Der Handel mit Futures bietet das Potenzial für erhebliche Gewinne. Dieses übergroße Gewinnpotenzial ist eine Funktion der Hebeleffekte beim Futures-Handel. Im Gegensatz zu einem Aktienhandel oder Kauf einer Kauf- oder Verkaufsoption, bei der der Händler den vollen Wert der Anlage für den Einstieg in den Handel aufbringen muss, muss ein gehebelter Futures-Trader nur einen Bruchteil des Wertes der zugrunde liegenden Position aufbringen. Es überrascht nicht, dass diese Art der Hebelwirkung ein zweischneidiges Schwert sein kann. Aus diesem Grund ist es für Futures-Trader von entscheidender Bedeutung, zu verstehen, wie viel Risiko sie eingehen, wenn sie in ein bestimmtes Geschäft einsteigen, und ihre Trades entsprechend zu dimensionieren. Um diesen Prozess zu veranschaulichen, vergleichen wir zunächst einen Aktienhandel mit einem Terminhandel.
Aktienkapitalanforderungen im Vergleich zu Futures-Kapitalanforderungen
Wenn ein Trader 100 $ im Wert von IBM kaufen möchte (NYSE: IBM IBMInternational Business Machines Corp151. 14 + 0. 20% Created with Highstock 4 2. 6 ) stock, muss er $ 100, 000 aufbringen. Wenn IBM 10% steigt, macht der Händler einen Gewinn von 10%; Wenn IBM 10% Wert verliert, verliert der Händler 10%. Das ist ein sehr einfaches Konzept.

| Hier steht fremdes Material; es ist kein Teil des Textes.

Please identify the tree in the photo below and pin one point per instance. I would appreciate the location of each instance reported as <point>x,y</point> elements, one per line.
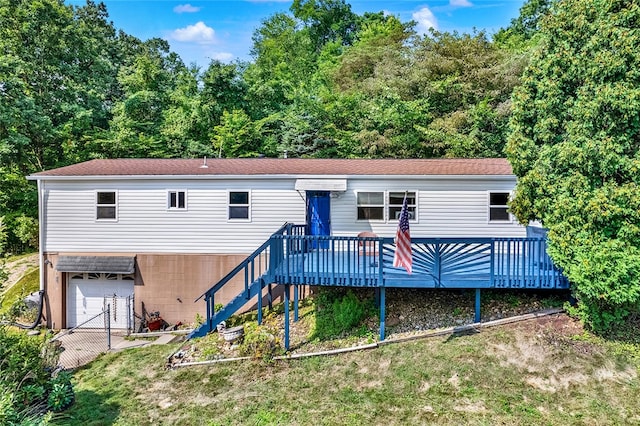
<point>525,27</point>
<point>575,147</point>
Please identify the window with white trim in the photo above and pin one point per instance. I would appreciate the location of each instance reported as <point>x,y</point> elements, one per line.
<point>499,207</point>
<point>239,205</point>
<point>106,205</point>
<point>395,200</point>
<point>177,200</point>
<point>385,206</point>
<point>370,205</point>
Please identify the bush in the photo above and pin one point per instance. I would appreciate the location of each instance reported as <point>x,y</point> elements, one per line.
<point>261,341</point>
<point>29,386</point>
<point>338,312</point>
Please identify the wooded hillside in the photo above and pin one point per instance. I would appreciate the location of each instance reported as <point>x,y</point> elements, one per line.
<point>323,82</point>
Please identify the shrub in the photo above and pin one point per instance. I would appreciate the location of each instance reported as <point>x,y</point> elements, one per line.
<point>261,341</point>
<point>338,312</point>
<point>28,388</point>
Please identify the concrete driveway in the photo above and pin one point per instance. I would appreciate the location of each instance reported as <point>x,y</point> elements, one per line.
<point>84,345</point>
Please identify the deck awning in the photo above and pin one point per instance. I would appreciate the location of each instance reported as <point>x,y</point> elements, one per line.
<point>321,184</point>
<point>99,264</point>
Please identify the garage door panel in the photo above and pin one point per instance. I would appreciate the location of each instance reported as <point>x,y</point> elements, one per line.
<point>85,299</point>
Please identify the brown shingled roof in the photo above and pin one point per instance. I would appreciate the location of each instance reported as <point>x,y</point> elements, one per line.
<point>282,166</point>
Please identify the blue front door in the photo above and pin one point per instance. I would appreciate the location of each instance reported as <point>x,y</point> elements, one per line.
<point>319,215</point>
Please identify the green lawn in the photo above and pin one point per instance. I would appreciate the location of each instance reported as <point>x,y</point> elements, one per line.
<point>546,371</point>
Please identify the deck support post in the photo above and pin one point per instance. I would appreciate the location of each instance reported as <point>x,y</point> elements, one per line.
<point>382,312</point>
<point>286,317</point>
<point>210,313</point>
<point>295,303</point>
<point>260,303</point>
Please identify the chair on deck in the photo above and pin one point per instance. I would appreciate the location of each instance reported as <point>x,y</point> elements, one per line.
<point>369,248</point>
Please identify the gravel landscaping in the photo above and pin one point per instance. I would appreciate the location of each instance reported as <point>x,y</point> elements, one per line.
<point>409,312</point>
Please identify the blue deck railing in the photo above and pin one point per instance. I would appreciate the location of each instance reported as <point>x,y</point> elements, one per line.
<point>290,257</point>
<point>437,262</point>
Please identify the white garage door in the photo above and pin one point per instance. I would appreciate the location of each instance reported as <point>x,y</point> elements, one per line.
<point>88,294</point>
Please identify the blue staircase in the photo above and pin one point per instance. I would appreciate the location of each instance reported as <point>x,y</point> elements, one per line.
<point>229,309</point>
<point>257,269</point>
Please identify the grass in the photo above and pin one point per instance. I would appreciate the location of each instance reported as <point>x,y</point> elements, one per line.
<point>29,283</point>
<point>545,371</point>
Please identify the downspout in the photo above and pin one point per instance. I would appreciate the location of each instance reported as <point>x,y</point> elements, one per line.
<point>41,235</point>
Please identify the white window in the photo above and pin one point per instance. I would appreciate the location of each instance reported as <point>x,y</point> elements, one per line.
<point>106,205</point>
<point>239,205</point>
<point>177,200</point>
<point>498,207</point>
<point>370,205</point>
<point>385,206</point>
<point>395,204</point>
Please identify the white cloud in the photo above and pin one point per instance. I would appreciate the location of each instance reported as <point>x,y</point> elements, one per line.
<point>425,19</point>
<point>198,33</point>
<point>187,8</point>
<point>460,3</point>
<point>222,56</point>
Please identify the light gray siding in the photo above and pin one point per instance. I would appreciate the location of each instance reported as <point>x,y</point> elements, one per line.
<point>446,208</point>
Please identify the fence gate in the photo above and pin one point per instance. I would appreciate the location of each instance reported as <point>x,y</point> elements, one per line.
<point>121,312</point>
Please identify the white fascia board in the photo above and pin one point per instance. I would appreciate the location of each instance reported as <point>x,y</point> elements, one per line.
<point>251,177</point>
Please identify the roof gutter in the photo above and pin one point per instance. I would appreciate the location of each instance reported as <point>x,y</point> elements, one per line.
<point>249,177</point>
<point>41,185</point>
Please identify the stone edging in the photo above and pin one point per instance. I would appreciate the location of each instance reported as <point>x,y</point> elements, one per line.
<point>426,334</point>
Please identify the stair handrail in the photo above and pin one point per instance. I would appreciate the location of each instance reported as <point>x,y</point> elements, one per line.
<point>284,228</point>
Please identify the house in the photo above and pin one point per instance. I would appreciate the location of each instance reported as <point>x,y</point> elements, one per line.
<point>160,232</point>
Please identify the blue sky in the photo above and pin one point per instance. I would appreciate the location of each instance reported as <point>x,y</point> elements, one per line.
<point>203,30</point>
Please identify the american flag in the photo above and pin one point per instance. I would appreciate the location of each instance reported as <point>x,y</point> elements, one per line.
<point>402,257</point>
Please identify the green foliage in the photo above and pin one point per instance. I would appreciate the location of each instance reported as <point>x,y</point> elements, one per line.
<point>3,238</point>
<point>574,146</point>
<point>339,312</point>
<point>61,395</point>
<point>262,341</point>
<point>27,387</point>
<point>11,304</point>
<point>324,82</point>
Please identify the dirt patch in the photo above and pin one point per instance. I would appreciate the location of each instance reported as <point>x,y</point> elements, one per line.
<point>410,311</point>
<point>547,351</point>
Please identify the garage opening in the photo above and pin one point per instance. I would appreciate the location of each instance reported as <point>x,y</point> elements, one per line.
<point>93,282</point>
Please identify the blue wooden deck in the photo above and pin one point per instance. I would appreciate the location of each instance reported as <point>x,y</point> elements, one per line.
<point>437,263</point>
<point>290,258</point>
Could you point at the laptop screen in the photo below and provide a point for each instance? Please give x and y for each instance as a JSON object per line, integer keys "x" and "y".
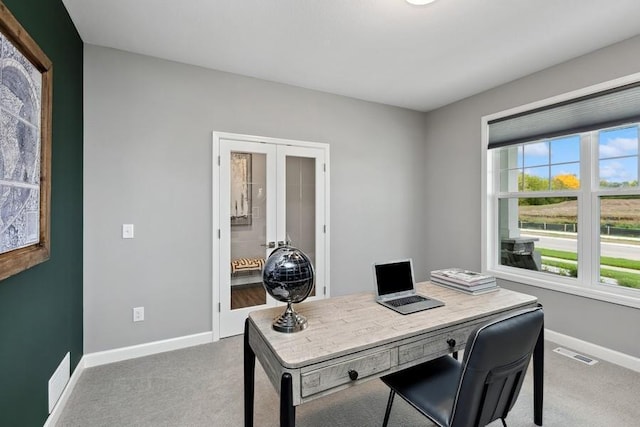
{"x": 394, "y": 277}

Mit der Zukunft sind die Dinge jedoch ein bisschen anders. Ein T-Bond-Futures-Kontrakt hat einen Wert von 1 000 USD pro Punkt. Also, wenn T-Bonds zu einem Preis von 100 gehandelt werden, dann hat der Futures-Kontrakt einen Wert von $ 100, 000 (100 Punkte * $ 1, 000 pro Punkt). Wenn der Preis 110 ist, dann ist der Kontrakt $ 110.000 wert. Um jedoch eine Long- oder Short-Position in T-Bonds-Futures einzugeben, muss ein Trader nur die von der Börse festgelegte Mindestmargin-Anforderung (und möglicherweise von seinem Brokerage-Unternehmen angepasst) eingeben.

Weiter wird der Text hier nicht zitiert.